Sadly, the buzz has died down and stayed mostly down. I think part of the reason is that the novelty has worn off a bit, as has been suggested to me before now. I’m certainly not writing with the old enthusiasm.

Nowadays, I can’t even remember the last time I re-watched an episode of the show. I certainly haven’t been keeping up, and Season Five remains the last time I saw every episode at least once. By now, I basically regard the show as expensive fanfiction: interesting, maybe, with one or two ideas to take away, but not something to care much about if ever it comes time to write my own.

Hopefully, this lack of buzz will soon change. Merely writing this has made me realize how much I’ve changed since then, and not all in negative ways. There are now obvious actions I can take to rectify this, (re-watch some episodes, for a start).

I don't forget. The explosion of ideas continues, even if my writing doesn’t. I don’t forget where it all started. I am far from finished here.

Those who study the past may yet contrive to repeat it.

Intelligently, of course. Selectively.

I hope.

Until then: Impossible Numbers, out.


Statistics

NEW: List of Reviews
I'm awful at keeping track of these things, so this is a temporary measure until I can think of something better.

Fics Accepted By Equestria Daily
Still waiting to hear back on Transient. Told you it was lightning before, didn't I?

New Stories? No.

New Updates: No. Hopefully, this will change soon.

Story Count: 59

My Total Story View Count: Rendered obsolete due to new site changes.

Age: 2,159 days, or 308 weeks and 3 days.

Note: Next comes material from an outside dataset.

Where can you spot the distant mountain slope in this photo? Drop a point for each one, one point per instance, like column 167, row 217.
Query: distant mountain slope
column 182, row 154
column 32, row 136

Working: 19 days in December 2011, 2x366 days for 2012 and 2016 leap years, 3x365 days for 2013 and 2014 and 2015 combined, and 313 days so far in 2017 up to today.

My Follower Count: 147

My Followed Count: 87

Report Impossible Numbers · 401 views ·
Comments ( 1 )

I realize this is tantamount to necroblogomancy, but I was going back through a bit of your stuff and this seemed as good a place as any to offer a cheerful, "Hello!" :twilightsmile:

Herd-joining stories are always great to see. Most tend to be variations on one or two "core" storylines, of course. :derpytongue2: Mine was more of the "discovery in time of darkness" flavor, where yours looks more like the "drawn in by curiosity" flavor. It's fascinating to see similar stories repeat time and again. I wonder what the stories will look like once MLP:FiM's run is over?

Anyway, I wanted to mention that I do a bit of pre-reading/editing from time to time if you're ever looking for an opinion on a fic you're working on. My availability can be limited sometimes, but let me know if you're interested and I'll see what I can do. Also, I've been trying to draw inspiration from Novel-Idea's style of fic covers and Aragon's style of descriptions recently, and I could always use more practice with both.